The U.S. Fish and Wildlife Service is an executive branch agency that has been extremely active over the last two years adding new species to the list of threatened and endangered species under the Endangered Species Act. This new flurry of activity is largely a result of the U.S. Fish and Wildlife Service agreeing to a legal settlement to take action on a backlog of 251 species petitions with environmental groups that have sued the Service in order to have the species listed.
Anyone who lives in the a designated habitat of a threatened or endangered species knows that private property rights and individual liberty are the biggest casualties of the sweeping rules that are put in place by this agency. Indeed, this federal agency of unelected bureaucrats possesses significant political power to implement rules that can have profound effects.

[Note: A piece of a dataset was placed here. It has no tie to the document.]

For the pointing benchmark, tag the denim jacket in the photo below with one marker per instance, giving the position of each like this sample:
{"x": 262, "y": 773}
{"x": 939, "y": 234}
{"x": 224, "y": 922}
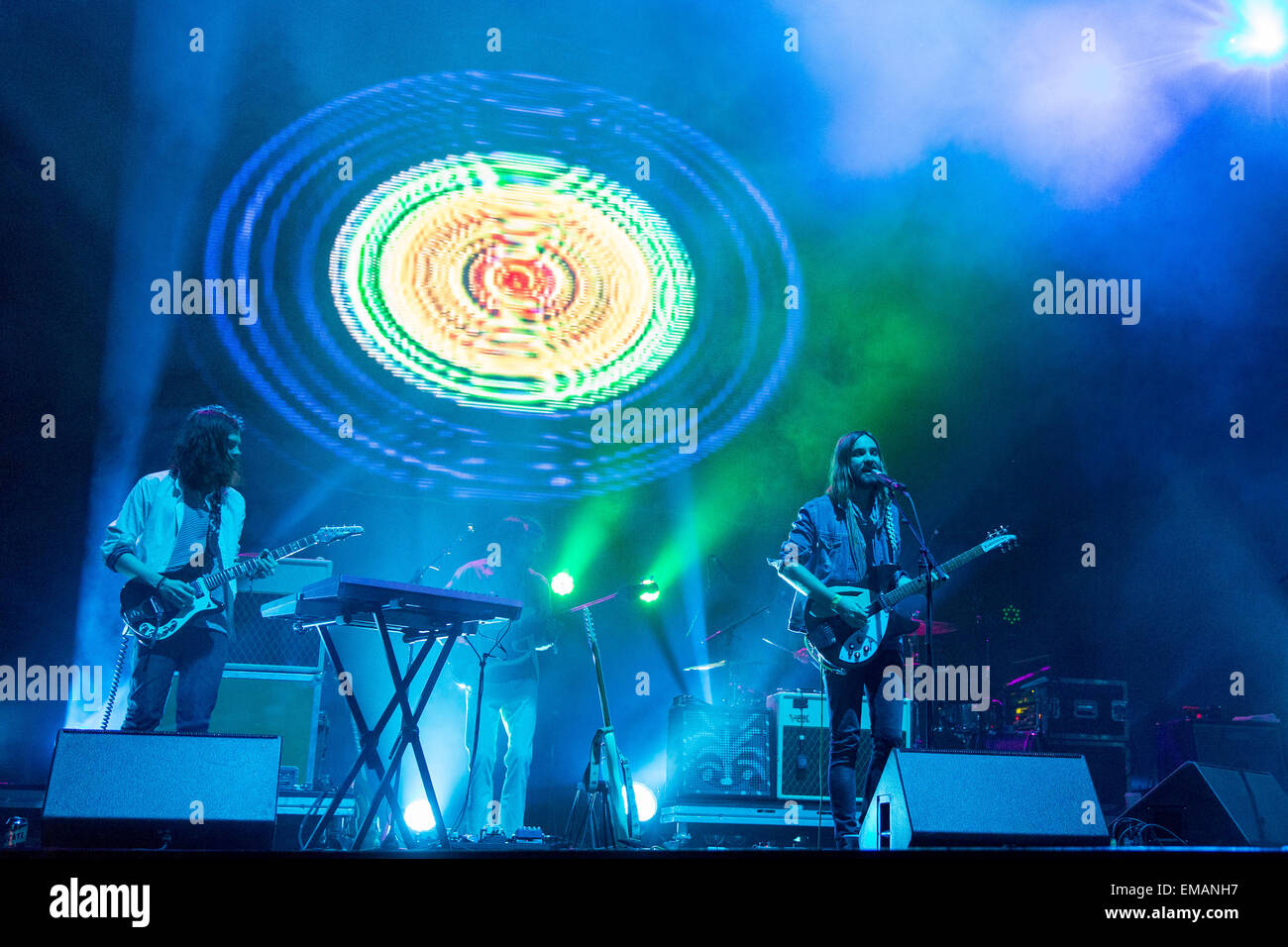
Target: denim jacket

Since agencies like the U.S. Fish and Wildlife Service possess rule-making authority that is essentially equal to the legislative power enjoyed by Congress, it seems that there should also be a firewall between such agencies and the non-profit organizations that spend years forcing the taxpayers to fund expensive lawsuits, which then result in these destructive rules. Instead our executive branch agencies create faux holidays and use them as an excuse to help these organizations expand their advocacy effort, build their credibility with a federal government endorsement, and raise obscene amounts of money that are then used to sue the agency some more.
Now, the Fish and Wildlife Service isn’t the only agency that is participating in this corruption. Just last week, the Bureau of Land Management (BLM) and Sierra Club Mission Outdoors today announced the winners of their first annual Veterans Day Essay and Photo Contest. The Sierra Club is a political advocacy organization that has significant vested interests before the BLM. Every land management plan, travel management plan, and resource management plan that is implemented by the BLM, is thoroughly vetted by groups like the Sierra Club – usually in the form of expensive litigation. Usually the result is restrictive land use policies and the limitation of Americans’ abilities to enjoy the abundant natural resources of our land.
If an elected official were to engage in this level of brazen pandering to special interest groups, it would be a violation of their ethics rules. If unelected bureaucrats engage in this pandering, it is business as usual, with no consequences other than the continual lining of the pockets of special interest groups that are in many ways hostile to the economic well-being and liberty of the American people.